A SGEB — Sociedade Gestora de Equipamentos de Braga, SA — foi formalmente liquidada hoje, com registo efetuado na conservatória de Gondomar.
A decisão marca o encerramento oficial de um processo que se arrastava há anos, envolvendo polémicas financeiras e debates públicos sobre o modelo de Parceria Público-Privada (PPP) usado para gerir equipamentos municipais.
Eduardo Araújo, Administrador Executivo da SGEB, afirmou que “sempre teve consciência da responsabilidade e do compromisso que assumiu“.
“Foi um desafio incrível, cheio de baixos e baixos…”, disse.

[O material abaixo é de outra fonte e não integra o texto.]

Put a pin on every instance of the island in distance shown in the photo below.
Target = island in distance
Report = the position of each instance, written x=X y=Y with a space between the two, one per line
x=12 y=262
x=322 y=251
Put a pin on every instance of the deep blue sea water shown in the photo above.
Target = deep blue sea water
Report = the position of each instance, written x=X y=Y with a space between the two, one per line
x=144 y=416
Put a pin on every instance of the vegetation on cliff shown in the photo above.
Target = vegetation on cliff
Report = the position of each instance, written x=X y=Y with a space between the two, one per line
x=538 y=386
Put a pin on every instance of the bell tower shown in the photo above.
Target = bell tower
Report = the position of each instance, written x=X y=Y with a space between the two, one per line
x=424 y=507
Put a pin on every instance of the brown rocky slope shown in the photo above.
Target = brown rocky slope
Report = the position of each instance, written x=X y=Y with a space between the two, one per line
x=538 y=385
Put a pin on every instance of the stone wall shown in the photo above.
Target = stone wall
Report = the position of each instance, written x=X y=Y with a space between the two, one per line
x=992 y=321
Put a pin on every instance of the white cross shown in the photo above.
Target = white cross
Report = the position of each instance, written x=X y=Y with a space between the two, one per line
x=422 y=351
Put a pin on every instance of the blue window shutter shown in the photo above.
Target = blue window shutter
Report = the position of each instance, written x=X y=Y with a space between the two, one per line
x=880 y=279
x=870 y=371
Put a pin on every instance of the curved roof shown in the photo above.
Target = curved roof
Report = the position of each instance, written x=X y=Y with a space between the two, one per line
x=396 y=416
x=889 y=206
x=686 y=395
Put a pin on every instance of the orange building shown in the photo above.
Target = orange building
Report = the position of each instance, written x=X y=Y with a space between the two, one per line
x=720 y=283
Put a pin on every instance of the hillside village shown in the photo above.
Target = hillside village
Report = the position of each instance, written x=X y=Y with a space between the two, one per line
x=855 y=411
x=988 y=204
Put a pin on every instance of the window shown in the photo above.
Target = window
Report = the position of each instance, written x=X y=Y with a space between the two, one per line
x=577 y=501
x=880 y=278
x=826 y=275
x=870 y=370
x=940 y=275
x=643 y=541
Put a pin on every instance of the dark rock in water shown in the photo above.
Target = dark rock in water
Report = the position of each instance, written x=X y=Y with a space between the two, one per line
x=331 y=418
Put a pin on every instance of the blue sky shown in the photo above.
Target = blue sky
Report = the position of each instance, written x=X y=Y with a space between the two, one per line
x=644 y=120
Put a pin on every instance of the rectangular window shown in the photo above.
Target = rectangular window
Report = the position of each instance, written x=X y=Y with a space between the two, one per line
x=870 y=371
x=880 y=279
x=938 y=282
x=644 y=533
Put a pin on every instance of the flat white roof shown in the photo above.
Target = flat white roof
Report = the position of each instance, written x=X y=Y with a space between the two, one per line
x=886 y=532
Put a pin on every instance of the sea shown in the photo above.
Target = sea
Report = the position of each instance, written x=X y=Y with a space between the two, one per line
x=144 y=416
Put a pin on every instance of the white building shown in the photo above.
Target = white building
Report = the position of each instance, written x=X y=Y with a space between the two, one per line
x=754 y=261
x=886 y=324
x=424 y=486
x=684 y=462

O administrador da agora extinta SGEB utilizou as redes sociais para agradecer a todos. À família “pelo tempo que lhes roubei”, à Nuna Gonçalves, Carlos Pinto, Sandro Louro, do Município de Braga, incluindo uma referência especial a Ricardo Rio, edil, cuja liderança descreve como “inspiradora”.
Breve trajetória da SGEB
A SGEB foi constituída em 11 de novembro de 2008 com o objectivo de gerir, construir e manter equipamentos desportivos, relvados sintéticos e de lazer e infraestruturas municipais em Braga.

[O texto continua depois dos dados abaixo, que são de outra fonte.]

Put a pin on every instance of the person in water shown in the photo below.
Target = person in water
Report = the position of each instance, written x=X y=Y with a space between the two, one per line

Tratava-se de uma PPP. O município detinha 49% e os privados 51%. Ao longo dos anos, os custos da SGEB tornaram-se um problema grave para o município. Estimativas apontavam para encargos anuais elevados.

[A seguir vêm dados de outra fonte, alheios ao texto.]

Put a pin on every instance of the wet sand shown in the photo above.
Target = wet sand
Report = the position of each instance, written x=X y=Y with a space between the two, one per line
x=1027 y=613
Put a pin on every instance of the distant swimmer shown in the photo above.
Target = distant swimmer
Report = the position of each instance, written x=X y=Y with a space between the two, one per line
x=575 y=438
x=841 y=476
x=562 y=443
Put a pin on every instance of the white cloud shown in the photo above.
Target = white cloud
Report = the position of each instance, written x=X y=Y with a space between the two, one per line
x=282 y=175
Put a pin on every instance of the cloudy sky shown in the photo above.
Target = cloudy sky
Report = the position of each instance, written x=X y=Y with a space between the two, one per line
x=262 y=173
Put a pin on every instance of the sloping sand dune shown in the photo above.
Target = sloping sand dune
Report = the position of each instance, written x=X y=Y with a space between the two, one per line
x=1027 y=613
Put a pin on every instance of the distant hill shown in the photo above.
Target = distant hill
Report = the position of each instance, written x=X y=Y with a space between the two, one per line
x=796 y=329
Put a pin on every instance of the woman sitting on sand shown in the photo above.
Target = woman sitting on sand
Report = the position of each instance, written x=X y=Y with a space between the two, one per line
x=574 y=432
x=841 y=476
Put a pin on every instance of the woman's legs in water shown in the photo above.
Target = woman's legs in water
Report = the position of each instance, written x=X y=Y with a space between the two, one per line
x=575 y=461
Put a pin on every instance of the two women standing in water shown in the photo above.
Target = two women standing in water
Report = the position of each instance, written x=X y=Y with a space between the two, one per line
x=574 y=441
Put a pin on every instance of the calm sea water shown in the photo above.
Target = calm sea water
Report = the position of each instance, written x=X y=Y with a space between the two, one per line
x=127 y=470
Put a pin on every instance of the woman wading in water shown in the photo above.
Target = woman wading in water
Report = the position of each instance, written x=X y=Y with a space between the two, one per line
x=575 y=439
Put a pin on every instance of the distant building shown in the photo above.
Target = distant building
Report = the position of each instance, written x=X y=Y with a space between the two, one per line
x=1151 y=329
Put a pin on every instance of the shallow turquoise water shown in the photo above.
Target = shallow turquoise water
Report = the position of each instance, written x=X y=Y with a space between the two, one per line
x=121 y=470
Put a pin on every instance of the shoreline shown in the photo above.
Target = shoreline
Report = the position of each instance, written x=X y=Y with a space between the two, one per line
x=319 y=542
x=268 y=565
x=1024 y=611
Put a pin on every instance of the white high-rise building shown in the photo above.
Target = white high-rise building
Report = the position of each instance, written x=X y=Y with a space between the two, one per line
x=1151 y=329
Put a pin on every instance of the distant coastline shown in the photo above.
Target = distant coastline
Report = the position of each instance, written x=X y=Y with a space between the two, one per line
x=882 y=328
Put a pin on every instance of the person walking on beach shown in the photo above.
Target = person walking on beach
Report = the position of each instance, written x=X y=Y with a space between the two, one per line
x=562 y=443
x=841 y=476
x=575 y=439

Em 2023, a Câmara de Braga iniciou o processo para adquirir a participação privada (51%) por cerca de 15 milhões de euros, com vista à internalização das atividades e extinção formal da SGEB.
Em Setembro de 2024, o Tribunal de Contas aprovou o processo, permitindo ao município tornar-se único proprietário da empresa.
No decorrer, o município projetava uma poupança que poderia chegar a 30 milhões de euros em encargos futuros, embora reconhecendo que esse montante poderia ter sido maior se a extinção tivesse ocorrido mais cedo.
Em 30 de Junho de 2025, a ata de dissolução da SGEB foi registada formalmente.
A liquidação da SGEB encerra um capítulo controverso da gestão pública de Braga.